Are you sure about that? That means that integer multiplies and divides don't use the integer ALU.. that seems like a waste, since an integer multiply is easier to do that a floating point multiply. It COULD be done faster if the integer ALU supported the operation. And the fact that integer operations are generally more common.. since they are needed to calculate array offsets etc.. it just doesn't seem to make sense to go through all those hoops.
It makes more sense to save silicon and only have a single divide unit. Int & float divides take the same time on PII+ (39 cycles, double precision, 23 single), and cannot be done in parallel (like they could on plain Pentium, as that had 2 units). The int conversion is done 'transparently' in these cases, and the FPU can perform multiplication & additions while waiting for the result. However, only the last 2 cycles of the divide can overlap with integer instructions, so by trying to use integer math you would lose 36 cycles worth of computation - thats 36 multiplies!

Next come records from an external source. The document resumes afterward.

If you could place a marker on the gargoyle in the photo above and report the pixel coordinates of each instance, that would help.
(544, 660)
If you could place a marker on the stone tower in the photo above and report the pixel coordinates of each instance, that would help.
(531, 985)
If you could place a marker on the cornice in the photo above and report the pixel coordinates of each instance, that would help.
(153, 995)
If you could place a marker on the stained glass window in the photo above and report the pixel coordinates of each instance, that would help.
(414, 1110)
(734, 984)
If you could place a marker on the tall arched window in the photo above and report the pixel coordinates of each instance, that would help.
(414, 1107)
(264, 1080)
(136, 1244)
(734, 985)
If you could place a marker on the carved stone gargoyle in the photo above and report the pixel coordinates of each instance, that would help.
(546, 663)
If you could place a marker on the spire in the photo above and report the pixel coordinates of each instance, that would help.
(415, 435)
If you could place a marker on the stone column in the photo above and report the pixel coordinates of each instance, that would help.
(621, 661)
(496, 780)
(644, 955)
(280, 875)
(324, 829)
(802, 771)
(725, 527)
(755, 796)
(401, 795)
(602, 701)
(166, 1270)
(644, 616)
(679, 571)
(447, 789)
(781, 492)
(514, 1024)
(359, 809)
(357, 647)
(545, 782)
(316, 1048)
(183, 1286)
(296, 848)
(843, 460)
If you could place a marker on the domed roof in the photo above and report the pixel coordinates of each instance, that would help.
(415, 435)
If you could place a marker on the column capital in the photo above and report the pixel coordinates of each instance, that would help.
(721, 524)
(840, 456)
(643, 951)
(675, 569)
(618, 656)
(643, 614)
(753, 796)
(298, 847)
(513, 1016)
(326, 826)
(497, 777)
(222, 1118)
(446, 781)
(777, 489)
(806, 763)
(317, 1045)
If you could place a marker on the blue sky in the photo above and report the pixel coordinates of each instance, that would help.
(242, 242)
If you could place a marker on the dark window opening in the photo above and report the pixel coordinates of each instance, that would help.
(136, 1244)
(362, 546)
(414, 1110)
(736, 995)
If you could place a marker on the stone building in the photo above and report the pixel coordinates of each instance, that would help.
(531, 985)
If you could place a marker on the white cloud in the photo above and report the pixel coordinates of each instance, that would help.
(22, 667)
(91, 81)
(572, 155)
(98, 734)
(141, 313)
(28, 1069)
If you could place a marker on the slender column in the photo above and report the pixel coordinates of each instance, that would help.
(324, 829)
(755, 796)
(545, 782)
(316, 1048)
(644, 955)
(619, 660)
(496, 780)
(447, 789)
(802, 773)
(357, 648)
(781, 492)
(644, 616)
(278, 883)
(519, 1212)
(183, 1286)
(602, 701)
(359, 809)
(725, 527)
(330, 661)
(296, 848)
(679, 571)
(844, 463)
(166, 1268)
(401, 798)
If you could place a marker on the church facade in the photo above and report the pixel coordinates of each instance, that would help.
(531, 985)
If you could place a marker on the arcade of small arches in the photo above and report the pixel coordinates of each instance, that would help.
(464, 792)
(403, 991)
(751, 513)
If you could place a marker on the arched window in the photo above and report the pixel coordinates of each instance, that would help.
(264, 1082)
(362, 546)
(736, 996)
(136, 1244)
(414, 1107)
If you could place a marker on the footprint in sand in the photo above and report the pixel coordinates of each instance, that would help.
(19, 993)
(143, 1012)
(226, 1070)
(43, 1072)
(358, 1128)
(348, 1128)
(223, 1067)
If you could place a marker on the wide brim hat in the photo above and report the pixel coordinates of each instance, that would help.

Int multiplies are 4 cycles (PII+, 9 cycles before) and 3 cycles for a float. The float instructions can also be pielined to allow 3 multiplies to be in flight at any one time. Int*float is even worse - 6 cycles with no concurrency.
I know in many cases you can get better performance if you convert floating point ops to integer ops with fixed point math... maybe that was only if you could avoid division.. For example to divide by a constant multiply be the reciprocal.. if possible use power of two fractions so it ends up being an integer multiply followed by a shift. Sometimes with a little extra fudging you can get the exact same answer as if you did the math with floats, yet the result is computed in half the time. I know of someone that used this technique to get dramatic speedups with a video codec and that was using at least a Pentium 3.
Multiplying/dividing by simple powers of 2 is a great speed up. Not something easily achieved in Java except for small cases. In C++, we use a union between an int and a float (called a floint) that lets you do some great speed ups:
Clamp to zero:
Float:
if(f < 0.0f)
f = 0.0f;
Looks easy enough, but in fact it takes 15-30 cycles to work out
instead:
floint fl;
fl.f = f;
int m = fl.i>>31; // If f was negative, this is 0xffffffff, else it is 0
fl.i = fl.i & (~m); // either 'f' or '0'
This takes around 5 cycles to compute with no chance of a Branch Predict error - 3 to 6 times faster. You can use this when doing clamping operations on colours, so it is a good thing for video codecs & software renderers.
Avoiding division is good to always aim for, e.g:
a/b + c/d
is faster if you do:
(a*d + c*b) / (b*d)
And avoiding multiplies:
a * f + b * (1-f)
is faster as:
b + (a-b)*f
If you want to know more, I reccomend googling for 'Agner Fog', the godfather of pentium optimisation.
- Dom